Sakura kembali berjalan dengan santai, membiarkan air hujan membasahi dirinya, saat kemudian ia terpaku melihat sosok di depannya. Pemuda berambut merah yang biasanya ia amati dari atas langit kini berada di hadapannya. Nafasnya tercekat saat melihat mata berwarna karamel sang pemuda balas menatapnya. Jantungnya berdebar tak karuan saat melihat wajah sang pemuda, yang seperti ia duga─
─sangat tampan.
"Sebaiknya kau segera pergi dari sini," Sakura bisa merasakan suara bariton yang dingin tiba-tiba menerpa telinga bagian kanannya. Dengan cepat ia menutup telinganya dan menjauh dari sang pemuda yang tiba-tiba saja telah berada di sampingnya.
Dia... Sangat cepat.
Sang pemuda hanya meliriknya sekilas, dan kemudian berjalan lagi tak mengacuhkan Sakura yang kini terduduk lemas dan membiarkan sang hujan semakin membasahi dirinya.

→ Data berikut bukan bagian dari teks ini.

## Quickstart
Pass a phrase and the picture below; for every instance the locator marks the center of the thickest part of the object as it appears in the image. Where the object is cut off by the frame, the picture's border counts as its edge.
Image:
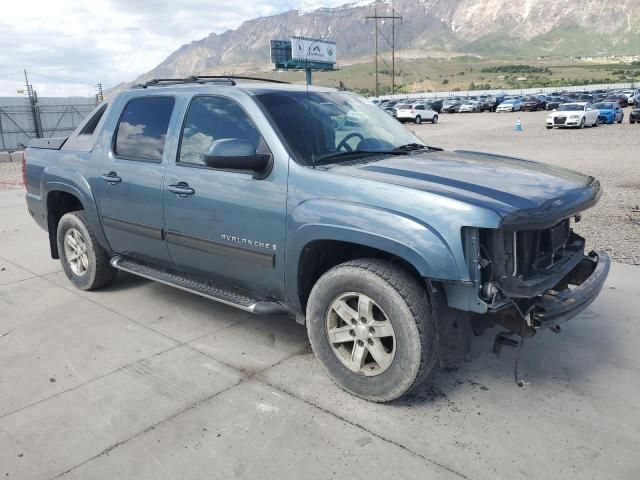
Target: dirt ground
(611, 153)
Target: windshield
(568, 107)
(321, 125)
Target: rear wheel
(371, 326)
(84, 261)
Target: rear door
(130, 179)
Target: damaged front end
(525, 280)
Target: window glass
(318, 125)
(142, 129)
(214, 118)
(91, 125)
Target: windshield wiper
(354, 153)
(410, 147)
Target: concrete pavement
(142, 381)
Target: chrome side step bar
(233, 298)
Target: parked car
(610, 112)
(533, 103)
(490, 103)
(512, 105)
(390, 110)
(585, 97)
(470, 106)
(391, 261)
(633, 96)
(415, 113)
(621, 98)
(555, 101)
(451, 105)
(577, 114)
(435, 105)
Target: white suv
(416, 113)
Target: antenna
(311, 120)
(392, 43)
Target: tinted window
(142, 129)
(210, 119)
(91, 125)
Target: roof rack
(202, 79)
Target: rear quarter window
(142, 129)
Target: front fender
(396, 233)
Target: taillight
(24, 169)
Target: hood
(521, 191)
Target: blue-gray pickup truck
(311, 202)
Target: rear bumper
(557, 307)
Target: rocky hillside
(486, 27)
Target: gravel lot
(10, 176)
(609, 153)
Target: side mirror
(236, 154)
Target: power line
(393, 17)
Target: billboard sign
(312, 50)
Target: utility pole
(99, 95)
(392, 43)
(33, 102)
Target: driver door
(222, 225)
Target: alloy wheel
(75, 251)
(360, 334)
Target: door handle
(182, 189)
(111, 177)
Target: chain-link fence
(21, 119)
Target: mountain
(484, 27)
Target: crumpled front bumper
(556, 307)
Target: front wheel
(84, 261)
(371, 326)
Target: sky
(69, 46)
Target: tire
(92, 269)
(399, 299)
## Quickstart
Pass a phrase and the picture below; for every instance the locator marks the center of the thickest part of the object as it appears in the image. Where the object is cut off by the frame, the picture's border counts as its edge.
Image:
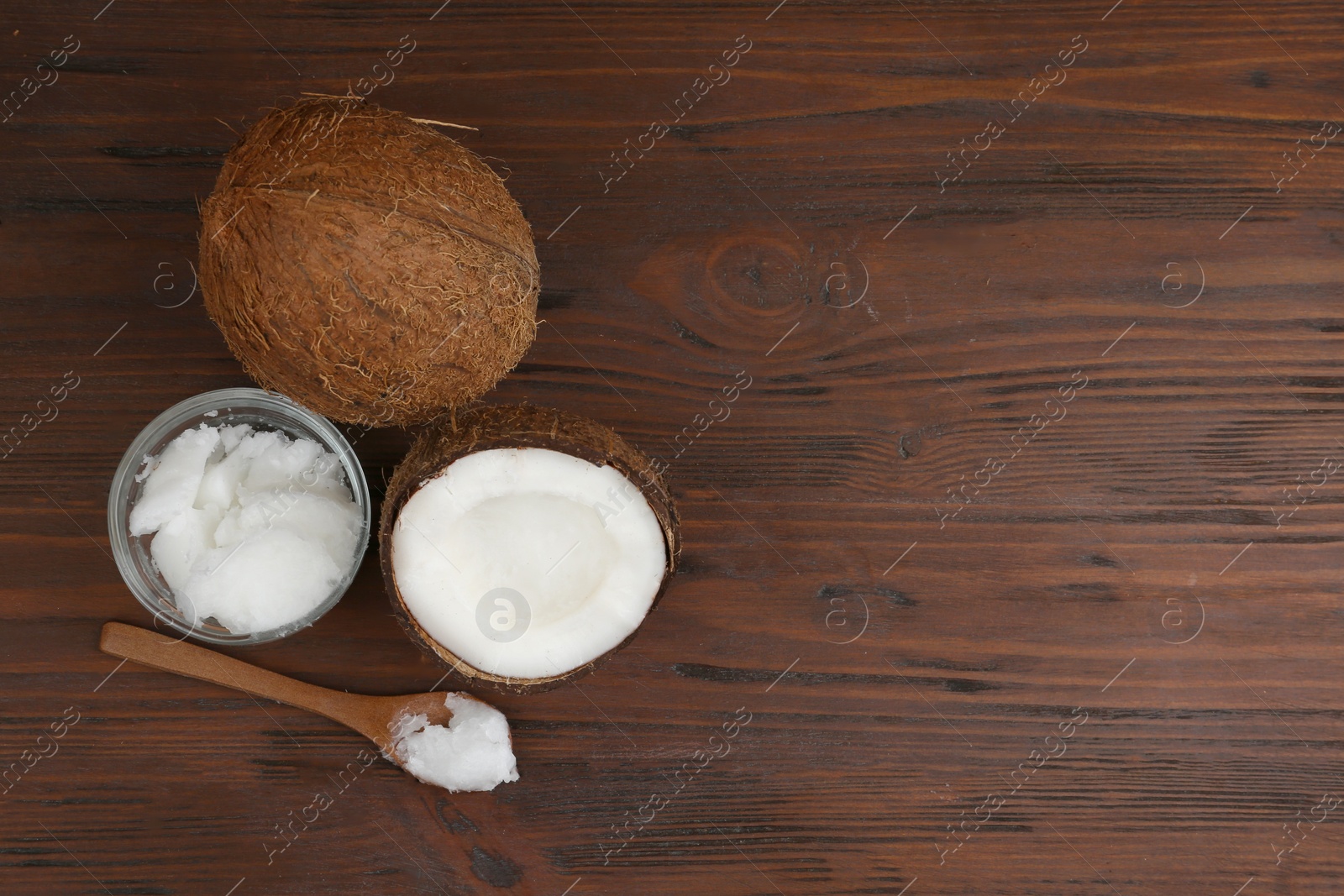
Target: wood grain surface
(991, 641)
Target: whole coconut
(366, 265)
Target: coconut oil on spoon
(448, 739)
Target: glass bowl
(233, 406)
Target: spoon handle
(159, 652)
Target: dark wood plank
(1126, 562)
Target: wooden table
(1019, 550)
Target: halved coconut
(523, 546)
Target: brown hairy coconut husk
(517, 427)
(366, 265)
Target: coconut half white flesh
(528, 563)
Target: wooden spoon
(375, 718)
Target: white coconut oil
(252, 528)
(472, 752)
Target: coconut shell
(517, 426)
(366, 265)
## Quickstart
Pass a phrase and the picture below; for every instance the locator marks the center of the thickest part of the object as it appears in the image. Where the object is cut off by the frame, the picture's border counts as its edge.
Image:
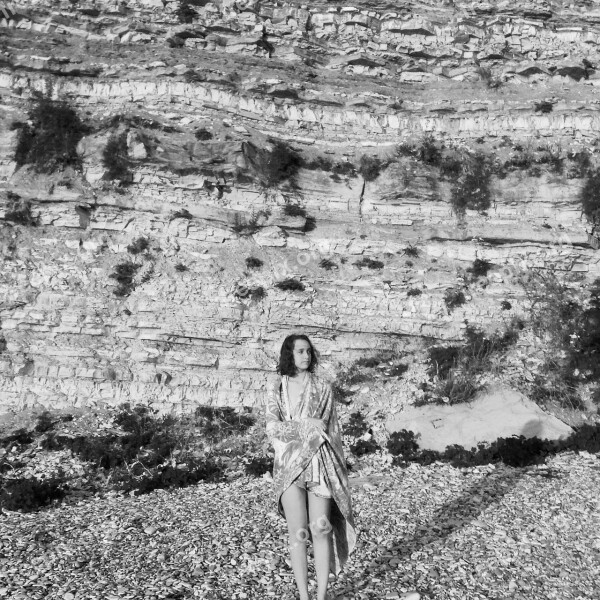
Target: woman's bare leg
(319, 510)
(294, 506)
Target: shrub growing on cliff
(138, 245)
(203, 135)
(124, 274)
(569, 322)
(294, 210)
(491, 81)
(244, 227)
(456, 368)
(50, 141)
(370, 167)
(115, 157)
(479, 268)
(19, 211)
(290, 285)
(544, 107)
(472, 191)
(369, 263)
(327, 264)
(185, 11)
(453, 298)
(254, 263)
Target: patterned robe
(295, 443)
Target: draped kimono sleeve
(296, 442)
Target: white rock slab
(497, 412)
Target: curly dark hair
(286, 364)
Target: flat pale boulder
(493, 413)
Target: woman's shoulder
(321, 381)
(274, 383)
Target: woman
(309, 472)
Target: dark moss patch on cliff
(273, 164)
(49, 141)
(115, 158)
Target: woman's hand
(320, 424)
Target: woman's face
(302, 355)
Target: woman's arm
(277, 427)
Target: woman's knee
(321, 527)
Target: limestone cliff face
(206, 98)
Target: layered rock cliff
(228, 146)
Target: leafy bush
(362, 447)
(457, 367)
(370, 167)
(124, 274)
(272, 166)
(29, 494)
(454, 298)
(115, 157)
(451, 165)
(403, 443)
(290, 284)
(138, 245)
(253, 262)
(327, 264)
(581, 163)
(356, 425)
(516, 451)
(219, 422)
(472, 191)
(166, 477)
(397, 370)
(369, 263)
(19, 211)
(570, 326)
(442, 359)
(479, 268)
(257, 466)
(428, 151)
(50, 142)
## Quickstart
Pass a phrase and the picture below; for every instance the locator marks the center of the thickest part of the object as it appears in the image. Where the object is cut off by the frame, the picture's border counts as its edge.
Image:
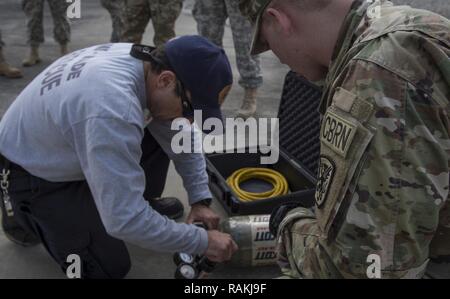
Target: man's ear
(280, 19)
(166, 79)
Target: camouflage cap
(253, 9)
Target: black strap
(142, 52)
(5, 163)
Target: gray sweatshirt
(83, 119)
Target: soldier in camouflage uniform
(163, 14)
(34, 10)
(5, 69)
(382, 197)
(211, 16)
(116, 9)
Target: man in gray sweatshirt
(86, 143)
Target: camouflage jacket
(382, 207)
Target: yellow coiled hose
(278, 181)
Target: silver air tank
(252, 235)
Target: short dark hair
(161, 63)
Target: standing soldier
(34, 10)
(163, 14)
(211, 16)
(116, 9)
(382, 197)
(5, 69)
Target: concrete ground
(93, 28)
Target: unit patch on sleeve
(337, 133)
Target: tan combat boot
(7, 70)
(248, 107)
(33, 58)
(64, 49)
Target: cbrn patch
(337, 133)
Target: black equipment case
(299, 126)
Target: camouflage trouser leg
(248, 65)
(211, 16)
(116, 9)
(61, 26)
(137, 16)
(34, 10)
(164, 14)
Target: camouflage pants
(34, 10)
(116, 9)
(211, 16)
(163, 14)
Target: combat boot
(64, 50)
(33, 58)
(248, 107)
(7, 70)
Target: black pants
(65, 217)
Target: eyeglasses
(188, 109)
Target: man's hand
(220, 247)
(204, 214)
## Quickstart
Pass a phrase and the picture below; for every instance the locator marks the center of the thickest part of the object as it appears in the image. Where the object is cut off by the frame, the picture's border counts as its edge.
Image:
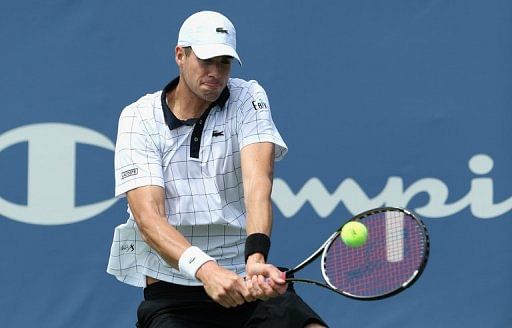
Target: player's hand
(264, 281)
(223, 286)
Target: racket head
(392, 259)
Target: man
(195, 162)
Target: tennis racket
(391, 260)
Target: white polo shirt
(198, 165)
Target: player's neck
(184, 104)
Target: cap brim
(214, 50)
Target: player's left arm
(264, 280)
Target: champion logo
(129, 173)
(259, 104)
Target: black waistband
(163, 289)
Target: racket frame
(322, 251)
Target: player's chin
(211, 95)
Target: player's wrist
(257, 243)
(191, 260)
(256, 258)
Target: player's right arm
(148, 208)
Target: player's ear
(179, 55)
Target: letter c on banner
(51, 173)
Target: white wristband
(191, 260)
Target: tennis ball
(354, 234)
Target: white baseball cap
(210, 34)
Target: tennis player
(195, 161)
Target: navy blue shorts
(167, 305)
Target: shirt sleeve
(138, 161)
(256, 124)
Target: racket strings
(390, 258)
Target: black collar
(172, 121)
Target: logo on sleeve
(129, 173)
(259, 104)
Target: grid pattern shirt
(198, 165)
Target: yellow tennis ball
(354, 234)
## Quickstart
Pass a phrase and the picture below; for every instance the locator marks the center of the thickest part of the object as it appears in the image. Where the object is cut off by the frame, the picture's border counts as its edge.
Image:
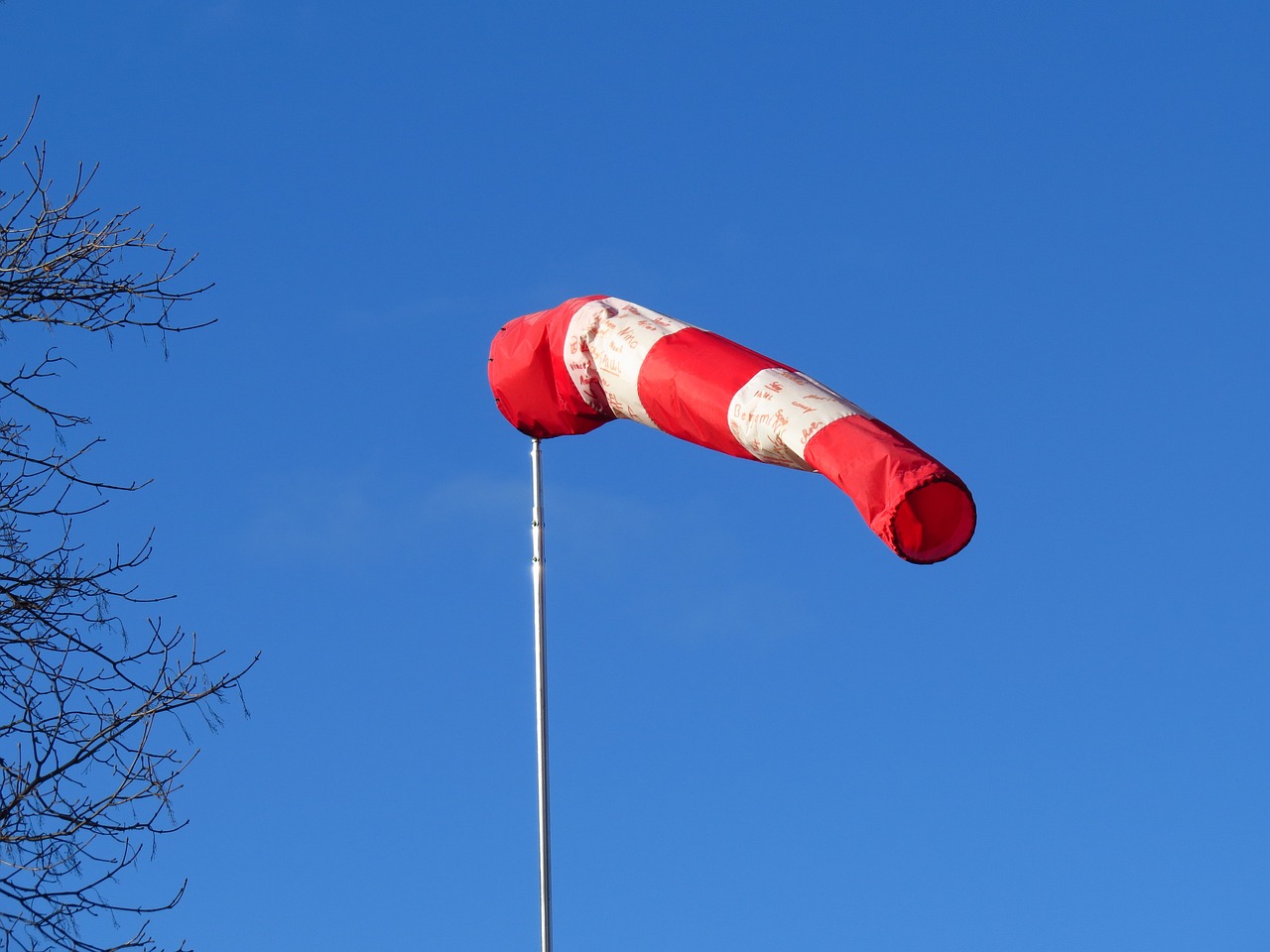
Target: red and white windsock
(592, 359)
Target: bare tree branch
(91, 743)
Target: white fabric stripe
(778, 412)
(604, 348)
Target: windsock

-Comulus At The Grave Yard-
"Kau itu penyihir paling bodoh yang pernah kutemui!" Ujar Inu sambil membasahi sebuah handuk dan kemudian meletakkan handuk tersebut ke dahi Sakura. "Aku bisa terima dengan dirimu yang seenaknya menamaiku Inu, padahal aku ini adalah seekor kucing tulen! Aku bisa memaklumi itu, tapi hei penyihir bodoh! Sadar tidak sih kalau kau itu penyihir? Meskipun kau menyukai hujan kau kan bisa menggunakan mantra armontia agar tidak kebasahan? Atau paling tidak kau bisa seperti para manusia bodoh itu yang menggunakan alat bernama payung agar mereka tidak kebasahan!"
"Urgh..." Sakura hanya bisa mengerang pasrah mendengar ceramah dari kucing hitam miliknya.
"Aku akan meminta Ino untuk memberiku ramuan penyembuh. Kau tunggulah disini, aku akan segera kembali."
"Urgh, Inu pasti ingin membunuhku," erang Sakura saat Inu sudah pergi dari rumahnya.
Wajah Inu memerah, oke─ mungkin Inu merupakan seorang kucing hitam, tapi tetap saja ia merona melihat pemandangan yang tersaji di depannya. Shikamaru dan Ino berciuman. Uh oh, mungkin Inu akan menggosipkan hal ini nanti pada Sakura.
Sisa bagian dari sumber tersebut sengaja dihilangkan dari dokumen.